A view of POSCO Center in southern Seoul

POSCO on the Move

Steelmaker to open subsidiary in Johannesburg to kick off its search for natural resources in Africa


POSCO will step up its advancement into Africa by setting up a wholly-owned subsidiary in South Africa in January and, for this purpose, Chairman Chung Joon-yang has decided to visit Africa first in his overseas travel schedule for 2011 in a bid to secure natural resources.
On his week-long African trip, he will also visit other countries on the Dark Continent including Zimbabwe, Ethiopia and others. The POSCO chairman last visited Africa in June of last year.
Chung will make sure that the steelmakerOs first subsidiary in Johannesburg will be a base for its advancement into Africa to secure natural resources. POSCO has a liaison office in Cairo, Egypt, and no subsidiary as yet in Africa.
POSCO officials said for POSCO to be an integrated natural resources enterprise, AfricaOs abundant natural resources and its market are very important and the steelmaker will focus on such precious minerals as chrome, tungsten, manganese, molybdenum and lithium, among others.
Chung will also visit the operations of the Kalahari Manganese Mine in which POSCO holds a 13 percent stake. In Zimbabwe, he will look for opportunities for securing a key raw material for ferro silicon, which is an alloy product of iron and silicon and is used to remove oxygen residue in crude ingot.
POSCO has been in operation in Africa since signing an MOU in the 1990s to set up Poschrome to get into the African market.
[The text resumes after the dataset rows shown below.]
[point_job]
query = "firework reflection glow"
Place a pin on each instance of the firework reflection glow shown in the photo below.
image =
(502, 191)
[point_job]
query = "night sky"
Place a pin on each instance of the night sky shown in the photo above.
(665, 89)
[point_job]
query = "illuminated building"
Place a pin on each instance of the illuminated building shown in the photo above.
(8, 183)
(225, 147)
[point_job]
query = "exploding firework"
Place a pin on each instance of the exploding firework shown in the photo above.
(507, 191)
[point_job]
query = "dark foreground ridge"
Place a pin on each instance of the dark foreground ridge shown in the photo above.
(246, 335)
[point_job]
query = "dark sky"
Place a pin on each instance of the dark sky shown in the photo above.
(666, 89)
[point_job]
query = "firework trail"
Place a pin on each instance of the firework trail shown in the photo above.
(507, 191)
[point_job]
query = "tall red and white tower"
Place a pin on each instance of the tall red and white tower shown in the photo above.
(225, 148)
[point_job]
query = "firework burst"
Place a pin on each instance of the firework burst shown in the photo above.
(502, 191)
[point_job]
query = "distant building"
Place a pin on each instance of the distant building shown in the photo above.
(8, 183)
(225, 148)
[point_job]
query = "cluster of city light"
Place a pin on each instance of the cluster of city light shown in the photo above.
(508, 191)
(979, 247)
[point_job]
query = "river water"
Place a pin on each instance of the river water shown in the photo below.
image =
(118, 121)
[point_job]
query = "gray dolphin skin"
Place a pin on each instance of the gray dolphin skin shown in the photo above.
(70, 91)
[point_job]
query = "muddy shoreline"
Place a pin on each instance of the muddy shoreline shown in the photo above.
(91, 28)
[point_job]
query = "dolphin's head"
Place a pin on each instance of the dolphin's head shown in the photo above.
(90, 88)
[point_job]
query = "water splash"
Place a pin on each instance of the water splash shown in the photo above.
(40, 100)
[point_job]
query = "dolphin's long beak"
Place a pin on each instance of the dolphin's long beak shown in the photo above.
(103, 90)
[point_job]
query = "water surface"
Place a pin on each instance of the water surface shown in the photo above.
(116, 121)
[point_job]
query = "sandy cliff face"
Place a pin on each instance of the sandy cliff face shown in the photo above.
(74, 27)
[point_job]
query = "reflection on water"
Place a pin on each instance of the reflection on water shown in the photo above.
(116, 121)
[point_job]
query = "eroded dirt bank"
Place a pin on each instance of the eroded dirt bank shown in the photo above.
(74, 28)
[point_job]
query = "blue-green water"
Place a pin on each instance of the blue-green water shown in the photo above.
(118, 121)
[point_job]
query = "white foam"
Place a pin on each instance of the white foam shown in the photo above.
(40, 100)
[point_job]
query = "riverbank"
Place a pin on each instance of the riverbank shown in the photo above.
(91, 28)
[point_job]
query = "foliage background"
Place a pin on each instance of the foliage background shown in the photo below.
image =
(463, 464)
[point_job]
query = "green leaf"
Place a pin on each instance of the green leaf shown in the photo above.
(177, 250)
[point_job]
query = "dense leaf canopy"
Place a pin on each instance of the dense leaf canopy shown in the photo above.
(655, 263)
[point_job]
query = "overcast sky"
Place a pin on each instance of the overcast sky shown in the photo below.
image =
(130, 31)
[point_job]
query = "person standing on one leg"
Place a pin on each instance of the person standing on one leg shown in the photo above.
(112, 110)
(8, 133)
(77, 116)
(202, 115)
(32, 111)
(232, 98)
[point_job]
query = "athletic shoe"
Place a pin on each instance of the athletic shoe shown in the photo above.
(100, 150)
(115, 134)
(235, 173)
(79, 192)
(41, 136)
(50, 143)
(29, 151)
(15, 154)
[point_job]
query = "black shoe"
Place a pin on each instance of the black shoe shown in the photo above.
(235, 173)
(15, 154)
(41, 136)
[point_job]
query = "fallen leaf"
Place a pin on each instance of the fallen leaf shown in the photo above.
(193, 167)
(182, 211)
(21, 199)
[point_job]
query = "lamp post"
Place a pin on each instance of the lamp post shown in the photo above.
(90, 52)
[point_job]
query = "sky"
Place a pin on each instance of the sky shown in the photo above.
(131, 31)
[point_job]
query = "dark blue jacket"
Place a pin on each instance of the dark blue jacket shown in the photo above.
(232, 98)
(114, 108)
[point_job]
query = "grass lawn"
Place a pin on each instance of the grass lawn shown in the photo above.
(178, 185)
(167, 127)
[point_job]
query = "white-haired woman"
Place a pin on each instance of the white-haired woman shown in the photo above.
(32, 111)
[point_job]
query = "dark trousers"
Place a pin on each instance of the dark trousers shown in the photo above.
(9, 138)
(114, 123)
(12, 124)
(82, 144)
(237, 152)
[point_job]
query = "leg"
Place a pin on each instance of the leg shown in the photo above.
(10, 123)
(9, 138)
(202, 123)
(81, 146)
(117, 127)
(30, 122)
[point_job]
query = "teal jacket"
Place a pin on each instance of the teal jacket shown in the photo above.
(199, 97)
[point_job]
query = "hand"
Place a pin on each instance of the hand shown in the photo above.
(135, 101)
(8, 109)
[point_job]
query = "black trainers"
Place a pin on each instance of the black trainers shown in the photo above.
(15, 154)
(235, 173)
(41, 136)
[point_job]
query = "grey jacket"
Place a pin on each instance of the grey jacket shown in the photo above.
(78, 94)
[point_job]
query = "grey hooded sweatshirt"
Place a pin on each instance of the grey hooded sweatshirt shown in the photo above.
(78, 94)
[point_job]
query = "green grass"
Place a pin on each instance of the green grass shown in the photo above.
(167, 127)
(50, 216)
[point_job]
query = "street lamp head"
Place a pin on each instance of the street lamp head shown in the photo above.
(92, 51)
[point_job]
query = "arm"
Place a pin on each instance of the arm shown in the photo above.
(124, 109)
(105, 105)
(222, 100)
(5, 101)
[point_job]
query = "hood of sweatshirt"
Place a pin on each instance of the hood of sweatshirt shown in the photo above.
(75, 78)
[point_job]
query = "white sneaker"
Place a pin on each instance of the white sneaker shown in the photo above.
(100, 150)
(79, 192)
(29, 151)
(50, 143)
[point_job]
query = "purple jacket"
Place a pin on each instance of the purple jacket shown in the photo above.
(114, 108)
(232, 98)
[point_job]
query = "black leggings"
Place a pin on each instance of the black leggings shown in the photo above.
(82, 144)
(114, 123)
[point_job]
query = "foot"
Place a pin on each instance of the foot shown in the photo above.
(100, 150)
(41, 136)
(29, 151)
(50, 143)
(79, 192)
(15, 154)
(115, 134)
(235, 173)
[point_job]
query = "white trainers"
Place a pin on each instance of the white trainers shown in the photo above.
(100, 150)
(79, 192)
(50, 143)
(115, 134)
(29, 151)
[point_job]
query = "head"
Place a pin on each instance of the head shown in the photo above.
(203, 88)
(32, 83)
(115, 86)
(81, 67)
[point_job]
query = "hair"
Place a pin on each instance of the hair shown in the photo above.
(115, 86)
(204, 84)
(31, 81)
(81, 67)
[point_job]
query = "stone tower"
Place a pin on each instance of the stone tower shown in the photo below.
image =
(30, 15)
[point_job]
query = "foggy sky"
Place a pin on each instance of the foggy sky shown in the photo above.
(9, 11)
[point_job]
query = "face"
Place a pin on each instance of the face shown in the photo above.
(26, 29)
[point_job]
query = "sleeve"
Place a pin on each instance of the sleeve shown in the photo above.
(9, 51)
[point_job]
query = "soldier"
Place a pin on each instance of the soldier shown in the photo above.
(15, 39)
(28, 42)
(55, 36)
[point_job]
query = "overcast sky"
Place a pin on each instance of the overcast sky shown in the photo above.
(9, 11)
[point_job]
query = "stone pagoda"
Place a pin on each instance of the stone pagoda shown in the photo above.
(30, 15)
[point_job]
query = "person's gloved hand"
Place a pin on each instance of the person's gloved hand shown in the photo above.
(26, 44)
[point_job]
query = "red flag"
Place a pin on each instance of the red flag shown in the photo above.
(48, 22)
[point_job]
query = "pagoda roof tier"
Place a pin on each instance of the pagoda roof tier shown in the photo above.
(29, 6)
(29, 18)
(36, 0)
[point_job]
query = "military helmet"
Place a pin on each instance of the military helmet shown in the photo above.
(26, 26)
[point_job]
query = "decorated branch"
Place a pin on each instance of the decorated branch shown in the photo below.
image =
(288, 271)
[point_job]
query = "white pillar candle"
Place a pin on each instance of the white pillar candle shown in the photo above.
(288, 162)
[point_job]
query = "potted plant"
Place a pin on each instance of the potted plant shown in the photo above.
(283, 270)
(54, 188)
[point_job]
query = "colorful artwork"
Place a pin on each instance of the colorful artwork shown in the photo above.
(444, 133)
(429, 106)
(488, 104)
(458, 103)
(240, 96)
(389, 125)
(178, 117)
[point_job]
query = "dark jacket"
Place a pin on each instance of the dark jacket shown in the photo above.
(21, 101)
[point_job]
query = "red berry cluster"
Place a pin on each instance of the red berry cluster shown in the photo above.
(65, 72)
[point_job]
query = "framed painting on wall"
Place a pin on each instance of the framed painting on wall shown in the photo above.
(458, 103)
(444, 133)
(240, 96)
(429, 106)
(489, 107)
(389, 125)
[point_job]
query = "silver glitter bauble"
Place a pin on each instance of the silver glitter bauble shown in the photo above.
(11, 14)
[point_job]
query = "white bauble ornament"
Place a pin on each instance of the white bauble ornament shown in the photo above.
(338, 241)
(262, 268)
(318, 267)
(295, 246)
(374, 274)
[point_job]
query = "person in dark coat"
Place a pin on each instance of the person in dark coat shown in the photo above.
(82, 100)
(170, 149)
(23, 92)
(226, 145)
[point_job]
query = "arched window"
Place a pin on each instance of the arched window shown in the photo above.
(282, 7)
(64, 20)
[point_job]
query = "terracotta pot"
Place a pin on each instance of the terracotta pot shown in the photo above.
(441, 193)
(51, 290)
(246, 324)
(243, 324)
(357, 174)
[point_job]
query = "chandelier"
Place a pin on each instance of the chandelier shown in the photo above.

In May, the steelmaker took over a stake in the Lebubo coal mine in Mozambique, as POSCO considers securing raw materials in Africa critical to its plan to become an integrated energy and steel company.
POSCO has been eyeing such countries as Mauritania, Guinea and Liberia, rich with iron ore yet to be tapped, ever since the steelmaker developed the Finex steel production method, which can use low-quality iron ore thus making the securing of iron ore in those countries more critical.
One of the most pressing problems that POSCO has is securing a self-sufficiency ratio for raw materials, iron ore in particular, of 50 percent. It is working to solve this issue by continuously seeking stakes in iron mines overseas, Africa in particular.
The company plans to take advantage of Daewoo International's vast international network with offices in eight key cities, including such key locations as Cairo, Algeria, Nairobi, Johannesburg and Tunisia. POSCO took over Daewoo International last year and held a strategy meeting with officials of Daewoo International last December to synchronize their operations. The meeting centered on discussion of their cooperation in securing raw materials in Africa and in the Far East, Mongolia in particular. The two affiliates launched a consultative council in which key officials of the two companies would meet to discuss overseas operations and they agreed that POSCO will take charge of investments and securing raw materials while Daewoo International will take charge of the development of raw materials to control traffic between the two affiliates.
The two companies even plan to build various infrastructures in Africa including railroads, harbors and power plants in which more affiliates such as POSCO E&C and POSCO Power will participate.
In the meantime, the Myanmar gas project led by Daewoo International is moving forward, as the POSCO affiliate plans to start developing gas resources at the country's A1 and A3 offshore blocks as early as May 2013.
A group of officers from the Ministry of Knowledge Economy visited Myanmar at the end of December to attend the Korea-Myanmar collaboration committee for natural resource exploration. During the visit, the two parties agreed to strengthen their ties to explore and commercialize the gas resources in the offshore blocks together.
The Myanmar gas project, which is backed by the two countries' governments, is one of Daewoo's key projects. The company owns 51 percent of the shares in the two blocks.
Besides Daewoo, India's National Natural Gas Clearinghouse (17 percent), Myanmar Oil and Gas Enterprise (15 percent), Korea Gas Corporation (8.5 percent) and India's Oil and Natural Gas Corporation (8.5 percent) are participating in the project as shareholders.
It is estimated that the two offshore blocks have between 4.5 and 7.8 billion square feet of natural gas. Once the production begins, the gas blocks are expected to produce 500 million square feet of natural gas every day for 30 years.
The gas resources will be sold to CNUOC, an affiliate of the China National Petroleum Corporation, for which the two parties plan to connect gas pipes from Myanmar to inland China. The plan, up until now, has been managed successfully in terms of finance.
Daewoo International is currently investing $4.7 to $4.8 billion in Myanmar, and its business partners are sharing the financial burden with the company relative to its investment.